The traditional data analytics architecture was pretty straightforward—organizations had a number of operational databases, which were nearly always relational databases, with the occasional file share.
An extract, transform, and load (ETL) process would sweep data from those systems as part of a batch process. The batch would typically run overnight, but in some cases more frequently—for instance, every four hours. The end result of that ETL process would be a star schema consisting of fact and dimension tables in a data warehouse, where business users ran predefined reports.
The data warehouse would be another relational database, and most of the reports would be defined as stored procedures within that database.
Traditional data warehouse architecture is still good—in fact, star schemas are in the middle of a number of very modern data analytics architectures. However, a couple of factors have dramatically increased the volume of data—mobile phones and social media being the two biggest technical factors.
Whether it’s ingesting data from mobile applications or using social media streams for sentiment analysis, both the volume and the velocity of inbound data changed dramatically in the 2010s. The popularity of Big Data led to the adoption of systems like Hadoop, and the subsequent development of Apache Spark, which has become a mainstay of the modern analytics architecture.
By contrast, traditional ETL processes struggled to manage the volume of these sources, and businesses also demanded closer to real-time reporting—it was no longer enough to see yesterday’s sales.
The other factor that changed everything was the broad adoption of cloud computing. One of the earliest features in the public cloud was object-based storage—in the form of AWS S3 and Azure Blob Storage, which allows files to be created as http endpoints, and allows nearly infinite amounts of data to be stored.
Object storage is at the center of most modern “data lake” architectures, as it allows data to be ingested quickly at large scale. Also, typically as opposed to the traditional ETL process, data in object storage is subject to “schema on read” or extract-load-transform (ELT) processes where the transform happens virtually, and as the data is ingested into its persisted store. This is typically a cloud data warehouse, which comes in a number of forms.
How the Cloud Makes Everyone an Enterprise
As data volumes grow, scaling a data warehouse out is one of the better approaches for supporting those volumes—memory is a big constraint, and there are limited amounts of memory that will fit into a single server.
Before the advent of the cloud, scale-out—or, as they are specifically known, massively parallel processing (MPP) data warehouses—involved buying and licensing an expensive set of hardware from Oracle, Teradata, Microsoft, or other vendors in the space.

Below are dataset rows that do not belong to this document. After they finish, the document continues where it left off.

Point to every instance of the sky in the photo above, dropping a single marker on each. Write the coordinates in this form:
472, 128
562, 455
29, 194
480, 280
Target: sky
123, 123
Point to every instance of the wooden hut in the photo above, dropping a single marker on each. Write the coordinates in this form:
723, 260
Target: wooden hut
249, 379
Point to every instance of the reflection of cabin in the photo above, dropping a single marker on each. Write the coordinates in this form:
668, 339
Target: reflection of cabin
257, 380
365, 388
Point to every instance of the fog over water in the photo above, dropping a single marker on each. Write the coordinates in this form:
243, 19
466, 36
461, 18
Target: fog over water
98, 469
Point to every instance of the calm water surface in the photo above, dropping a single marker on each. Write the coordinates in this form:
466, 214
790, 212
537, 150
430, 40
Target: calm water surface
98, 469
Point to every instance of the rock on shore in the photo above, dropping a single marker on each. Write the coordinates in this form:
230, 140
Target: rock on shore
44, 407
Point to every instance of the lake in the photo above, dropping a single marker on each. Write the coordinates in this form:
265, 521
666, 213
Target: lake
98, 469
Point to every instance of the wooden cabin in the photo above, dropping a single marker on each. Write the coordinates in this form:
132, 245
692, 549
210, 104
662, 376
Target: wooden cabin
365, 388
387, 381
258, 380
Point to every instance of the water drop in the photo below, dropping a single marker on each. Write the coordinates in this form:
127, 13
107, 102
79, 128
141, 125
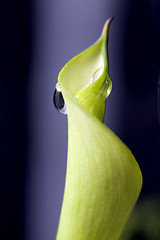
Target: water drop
58, 100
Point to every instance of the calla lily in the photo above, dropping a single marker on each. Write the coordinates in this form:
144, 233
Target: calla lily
103, 179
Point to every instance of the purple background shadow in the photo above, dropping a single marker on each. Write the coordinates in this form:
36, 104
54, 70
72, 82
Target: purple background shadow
37, 39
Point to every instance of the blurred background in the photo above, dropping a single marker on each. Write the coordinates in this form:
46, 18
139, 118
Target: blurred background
37, 39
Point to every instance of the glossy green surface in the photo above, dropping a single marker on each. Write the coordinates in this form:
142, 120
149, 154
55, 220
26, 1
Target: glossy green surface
103, 179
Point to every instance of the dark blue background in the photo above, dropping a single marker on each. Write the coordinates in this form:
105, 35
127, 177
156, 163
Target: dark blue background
36, 39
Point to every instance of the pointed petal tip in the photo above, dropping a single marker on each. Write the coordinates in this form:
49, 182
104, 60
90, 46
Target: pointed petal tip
106, 26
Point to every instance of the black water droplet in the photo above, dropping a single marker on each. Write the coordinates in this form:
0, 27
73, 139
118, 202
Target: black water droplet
58, 101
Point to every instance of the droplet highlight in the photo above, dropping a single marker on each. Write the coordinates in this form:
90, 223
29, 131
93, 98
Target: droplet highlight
58, 100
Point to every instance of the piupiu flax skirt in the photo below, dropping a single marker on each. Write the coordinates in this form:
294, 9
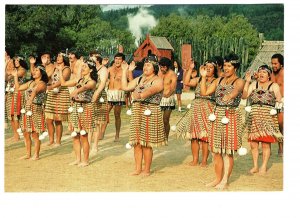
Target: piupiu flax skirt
195, 123
226, 138
35, 122
14, 103
101, 109
147, 130
82, 121
57, 104
262, 126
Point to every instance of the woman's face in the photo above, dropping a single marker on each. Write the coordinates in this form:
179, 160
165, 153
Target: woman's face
229, 69
263, 76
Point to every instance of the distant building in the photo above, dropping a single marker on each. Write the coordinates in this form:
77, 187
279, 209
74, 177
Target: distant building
157, 45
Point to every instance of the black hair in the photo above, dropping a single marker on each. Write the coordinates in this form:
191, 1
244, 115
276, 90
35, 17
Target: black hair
279, 57
43, 72
165, 62
120, 55
233, 59
21, 61
211, 61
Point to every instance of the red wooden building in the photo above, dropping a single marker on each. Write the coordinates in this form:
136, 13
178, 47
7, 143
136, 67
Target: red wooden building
157, 45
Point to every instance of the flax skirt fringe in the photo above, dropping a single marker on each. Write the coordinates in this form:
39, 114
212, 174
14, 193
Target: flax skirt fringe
195, 123
84, 120
147, 130
101, 109
263, 126
35, 122
226, 138
57, 105
14, 103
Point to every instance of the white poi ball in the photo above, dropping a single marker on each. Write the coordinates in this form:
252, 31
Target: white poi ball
29, 113
212, 117
248, 109
70, 110
273, 111
129, 112
55, 90
242, 151
80, 110
73, 134
225, 120
147, 112
82, 132
128, 146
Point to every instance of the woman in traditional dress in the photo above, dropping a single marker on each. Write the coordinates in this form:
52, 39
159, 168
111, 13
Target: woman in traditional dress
15, 97
100, 105
194, 125
262, 121
146, 124
81, 110
58, 100
32, 115
226, 129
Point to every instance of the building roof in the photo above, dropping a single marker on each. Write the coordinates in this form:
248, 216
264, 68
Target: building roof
161, 42
266, 52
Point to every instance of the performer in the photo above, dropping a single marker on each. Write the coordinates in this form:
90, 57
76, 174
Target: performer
226, 130
262, 121
194, 125
15, 97
146, 124
81, 110
168, 102
58, 99
32, 116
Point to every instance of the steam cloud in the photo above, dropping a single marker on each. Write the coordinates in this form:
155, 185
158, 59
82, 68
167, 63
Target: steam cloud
140, 23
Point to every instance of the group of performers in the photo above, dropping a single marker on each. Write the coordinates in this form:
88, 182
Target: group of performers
82, 92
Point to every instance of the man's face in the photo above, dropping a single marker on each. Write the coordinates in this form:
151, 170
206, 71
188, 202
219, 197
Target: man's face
276, 66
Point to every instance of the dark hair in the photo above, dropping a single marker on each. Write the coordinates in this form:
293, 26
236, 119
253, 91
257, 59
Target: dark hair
218, 60
92, 65
279, 57
165, 62
120, 55
233, 59
21, 61
43, 72
211, 61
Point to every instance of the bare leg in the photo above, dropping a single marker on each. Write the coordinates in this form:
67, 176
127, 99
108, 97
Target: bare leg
117, 112
205, 153
219, 166
255, 153
27, 145
77, 150
148, 154
138, 157
266, 157
195, 152
37, 145
166, 119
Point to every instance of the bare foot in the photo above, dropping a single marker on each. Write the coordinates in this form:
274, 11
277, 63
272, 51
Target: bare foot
83, 164
193, 163
212, 184
136, 173
25, 157
253, 170
76, 162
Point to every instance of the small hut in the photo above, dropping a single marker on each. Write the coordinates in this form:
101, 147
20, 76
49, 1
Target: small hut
157, 45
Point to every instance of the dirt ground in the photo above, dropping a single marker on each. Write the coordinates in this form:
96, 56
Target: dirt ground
109, 170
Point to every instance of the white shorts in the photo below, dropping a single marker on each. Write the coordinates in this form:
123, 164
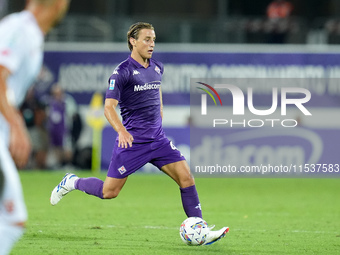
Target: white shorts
12, 205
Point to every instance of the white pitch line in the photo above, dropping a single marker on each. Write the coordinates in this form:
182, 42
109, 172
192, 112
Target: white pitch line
177, 228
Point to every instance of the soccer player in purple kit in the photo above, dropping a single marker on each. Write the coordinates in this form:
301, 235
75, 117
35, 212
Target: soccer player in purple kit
136, 86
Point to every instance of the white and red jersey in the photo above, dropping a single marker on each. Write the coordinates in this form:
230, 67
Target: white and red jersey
21, 52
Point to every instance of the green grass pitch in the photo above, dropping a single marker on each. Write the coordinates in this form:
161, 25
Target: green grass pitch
265, 216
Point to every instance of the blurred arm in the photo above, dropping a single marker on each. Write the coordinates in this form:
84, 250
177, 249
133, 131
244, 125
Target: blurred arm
125, 139
19, 146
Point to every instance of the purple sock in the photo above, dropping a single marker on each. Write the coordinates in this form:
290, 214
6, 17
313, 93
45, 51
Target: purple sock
92, 186
190, 201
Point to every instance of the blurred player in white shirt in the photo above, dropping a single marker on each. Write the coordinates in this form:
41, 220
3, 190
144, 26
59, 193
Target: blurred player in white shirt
21, 54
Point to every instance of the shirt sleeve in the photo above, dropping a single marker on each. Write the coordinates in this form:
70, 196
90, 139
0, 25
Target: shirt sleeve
12, 50
116, 83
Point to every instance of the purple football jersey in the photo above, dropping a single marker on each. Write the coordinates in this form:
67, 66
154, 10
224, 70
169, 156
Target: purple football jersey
137, 90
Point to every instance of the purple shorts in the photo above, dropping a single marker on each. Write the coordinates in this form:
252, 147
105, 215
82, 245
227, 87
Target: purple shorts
127, 161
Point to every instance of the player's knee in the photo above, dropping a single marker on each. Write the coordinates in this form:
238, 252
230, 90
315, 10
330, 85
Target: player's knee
186, 181
110, 194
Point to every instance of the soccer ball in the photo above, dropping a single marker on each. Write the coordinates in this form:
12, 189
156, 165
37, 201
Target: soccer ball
193, 231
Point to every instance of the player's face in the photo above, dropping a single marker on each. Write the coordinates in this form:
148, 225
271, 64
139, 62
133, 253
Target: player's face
62, 7
145, 43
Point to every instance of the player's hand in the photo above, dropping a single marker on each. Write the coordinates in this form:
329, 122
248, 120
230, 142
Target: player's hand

Now the cloud offers the ability to rent that hardware at small, large, or even changing scale. Services like Amazon Redshift, Snowflake, and Azure Synapse Analytics all make that possible. And there are other vendors with similar offerings built on non-traditional engines like Databricks, which are built on top of Spark.

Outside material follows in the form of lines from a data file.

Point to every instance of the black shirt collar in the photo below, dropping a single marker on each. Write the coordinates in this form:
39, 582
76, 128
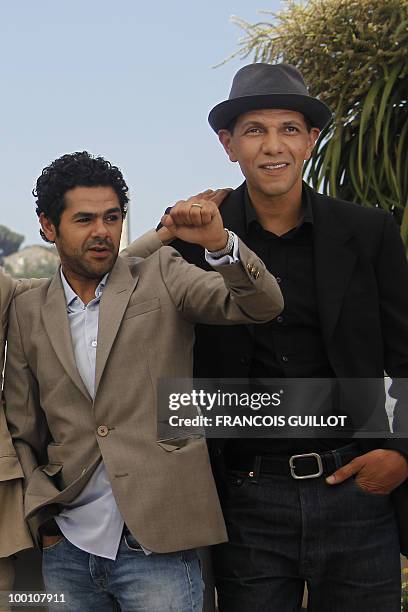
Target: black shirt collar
252, 218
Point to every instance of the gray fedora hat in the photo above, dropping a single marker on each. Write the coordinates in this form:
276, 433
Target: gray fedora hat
260, 86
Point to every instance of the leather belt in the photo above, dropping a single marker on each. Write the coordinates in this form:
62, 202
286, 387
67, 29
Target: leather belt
299, 467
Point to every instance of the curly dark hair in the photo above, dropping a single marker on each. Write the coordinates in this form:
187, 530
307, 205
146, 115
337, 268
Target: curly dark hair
78, 169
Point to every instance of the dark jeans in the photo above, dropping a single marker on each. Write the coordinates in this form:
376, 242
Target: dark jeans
134, 582
340, 539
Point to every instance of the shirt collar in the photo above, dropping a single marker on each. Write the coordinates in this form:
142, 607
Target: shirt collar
251, 216
71, 296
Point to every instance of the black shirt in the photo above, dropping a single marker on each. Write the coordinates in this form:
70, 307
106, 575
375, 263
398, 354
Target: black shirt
290, 346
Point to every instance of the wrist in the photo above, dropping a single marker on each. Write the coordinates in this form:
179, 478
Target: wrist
218, 245
165, 236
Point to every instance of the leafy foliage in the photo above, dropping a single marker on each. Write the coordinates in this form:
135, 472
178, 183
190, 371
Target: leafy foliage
353, 55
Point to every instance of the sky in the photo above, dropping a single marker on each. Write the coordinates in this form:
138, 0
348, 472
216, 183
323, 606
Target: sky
131, 81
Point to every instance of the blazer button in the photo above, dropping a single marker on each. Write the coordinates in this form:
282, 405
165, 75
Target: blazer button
102, 431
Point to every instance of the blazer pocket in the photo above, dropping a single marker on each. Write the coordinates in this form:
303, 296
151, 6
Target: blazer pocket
142, 307
172, 444
52, 469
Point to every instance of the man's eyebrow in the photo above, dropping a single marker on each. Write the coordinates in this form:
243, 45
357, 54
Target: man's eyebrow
293, 122
110, 211
252, 123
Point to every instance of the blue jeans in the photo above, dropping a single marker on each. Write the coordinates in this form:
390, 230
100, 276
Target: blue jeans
340, 540
134, 582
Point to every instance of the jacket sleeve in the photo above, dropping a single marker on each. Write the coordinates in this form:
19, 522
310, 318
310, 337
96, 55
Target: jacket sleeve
25, 418
392, 278
243, 292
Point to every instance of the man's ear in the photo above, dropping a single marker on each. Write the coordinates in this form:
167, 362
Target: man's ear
313, 136
47, 227
225, 138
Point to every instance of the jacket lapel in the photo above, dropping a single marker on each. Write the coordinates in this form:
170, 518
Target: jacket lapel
55, 320
114, 301
334, 261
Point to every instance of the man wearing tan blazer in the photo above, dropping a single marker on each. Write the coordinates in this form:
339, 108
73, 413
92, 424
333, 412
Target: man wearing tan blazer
86, 352
14, 535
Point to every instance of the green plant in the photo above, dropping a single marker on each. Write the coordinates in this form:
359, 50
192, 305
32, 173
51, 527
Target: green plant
353, 55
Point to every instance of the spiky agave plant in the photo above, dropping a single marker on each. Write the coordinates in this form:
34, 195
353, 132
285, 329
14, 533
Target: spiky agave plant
353, 55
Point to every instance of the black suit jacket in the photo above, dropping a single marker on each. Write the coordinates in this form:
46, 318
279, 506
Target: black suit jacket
361, 276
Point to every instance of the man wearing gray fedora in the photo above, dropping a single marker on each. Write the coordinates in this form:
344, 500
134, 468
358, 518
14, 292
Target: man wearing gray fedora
326, 512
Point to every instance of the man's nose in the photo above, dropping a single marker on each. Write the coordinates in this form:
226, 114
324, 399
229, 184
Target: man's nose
272, 143
99, 228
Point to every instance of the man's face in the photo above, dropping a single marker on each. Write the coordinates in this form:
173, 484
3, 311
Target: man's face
88, 236
270, 146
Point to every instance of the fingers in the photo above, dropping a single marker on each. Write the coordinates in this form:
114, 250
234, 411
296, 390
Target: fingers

It’s not so much that these services are cheap—the top SKU of Azure Synapse Analytics costs $300,000 per month, although the cost of entry is much lower—but that they’re more cost effective.
This is especially true of upfront costs, which can be orders of magnitude less with the cloud. Instead of buying a rack of servers and storage, you can pay a cloud vendor a few hundred dollars a month and get started with something that would have taken millions of dollars and multiple months, or even years, to get started with in the pre-cloud world. On top of that are the (often) hundreds of thousands of dollars of services costs typically associated with an on-premises data warehouse implementation.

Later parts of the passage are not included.